Les communautés XXL passeront-elles l’hiver ?
Souvent, les préfets sont allés au-delà des vœux du législateur. Dans leurs ébauches de nouvelle carte intercommunale, les plus petites communautés dépassent parfois allègrement le seuil modulable de 15 000 habitants. Dans près de la moitié de leurs projets, le nombre de groupement diminue d’au moins 50 %. L’Etat jette les bases de plus de 150 établissements publics de coopération intercommunale à fiscalité propre rassemblant au moins 50 communes.
Révision des copies – Ces groupements ne risquent-ils pas de délaisser les compétences de proximité (crèches, écoles, portage de repas à domicile, etc.) au profit de la stratégie (aménagement du territoire et développement économique) ? C’est tout l’enjeu du débat qui s’ouvre désormais.
L’Association des maires ruraux de France dénonce une course au gigantisme. L’Assemblée des communautés de France se montre, elle, plutôt conquise, arguant que les élus eux-mêmes veulent bouger. Le nouveau paysage territorial (super-régions et métropoles) peut, en effet, inciter au changement. Et les élus pourront retrouver de la proximité dans le cadre de communes nouvelles rassemblant, par exemple, les communes d’un EPCI fusionné avec d’autres.
Quoi qu’il en soit, les élus des commissions départementales de coopération intercommunale (CDCI) ont jusqu’au 31 mars pour revoir la copie préfectorale. Pour ce faire, il leur faudra dégager des consensus en leur sein : de l’ordre des deux tiers de cette instance. Les préfets notifieront leur arrêté de périmètre d’ici au 15 juin. Les communes auront alors 75 jours pour donner leur avis. Si celui-ci est globalement négatif, les préfets pourront « passer outre ». A condition que la CDCI leur donne le feu vert. Tout sera bouclé au 31 décembre 2016.
Réforme territoriale : les nouvelles super-régions dans les starting-blocks
Dans le cadre de la loi du 16 janvier 2015, l’élection, le 4 janvier, des présidents des sept nouvelles super-régions dessinées marque une nouvelle ère de la décentralisation. Ils devront vite trouver leurs marques à la tête d’assemblées souvent pléthoriques (204 élus en Rhône-Alpes – Auvergne, 183 en Aquitaine – Limousin – Poitou-Charentes, 170 en Nord – Pas-de-Calais – Picardie).
Chantiers multiples – La ministre de la Décentralisation, Marylise Lebranchu, se montre très optimiste : « Il y a là une formidable opportunité pour accroître l’efficacité de nos régions. » Un mandat de six ans ne sera cependant pas trop long pour harmoniser les politiques publiques, les documents de planification, la fiscalité ainsi que les régimes indemnitaires des agents.
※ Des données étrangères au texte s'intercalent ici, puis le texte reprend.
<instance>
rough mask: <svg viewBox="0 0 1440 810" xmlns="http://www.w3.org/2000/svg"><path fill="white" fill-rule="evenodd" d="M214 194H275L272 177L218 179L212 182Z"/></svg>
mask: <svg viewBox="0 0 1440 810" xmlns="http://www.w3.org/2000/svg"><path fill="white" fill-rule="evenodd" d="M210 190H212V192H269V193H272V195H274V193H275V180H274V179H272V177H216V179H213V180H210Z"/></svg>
Tous les présidents ont promis de limiter les transferts géographiques de personnel. Tous se sont engagés à assurer un équilibre entre les anciennes régions.
Un premier test aura lieu d’ici au 1er juillet 2016. Chaque nouvelle collectivité émettra, dans une résolution unique, un avis sur le choix du chef-lieu et du nom de la super-région. Un décret sera ensuite pris en Conseil d’Etat avant le 1er octobre 2016. Une procédure qui ne concernera pas l’Alsace – Lorraine – Champagne-Ardenne. La loi du 16 janvier 2015 a, en effet, déjà déterminé la capitale du grand Est. Il s’agira de Strasbourg.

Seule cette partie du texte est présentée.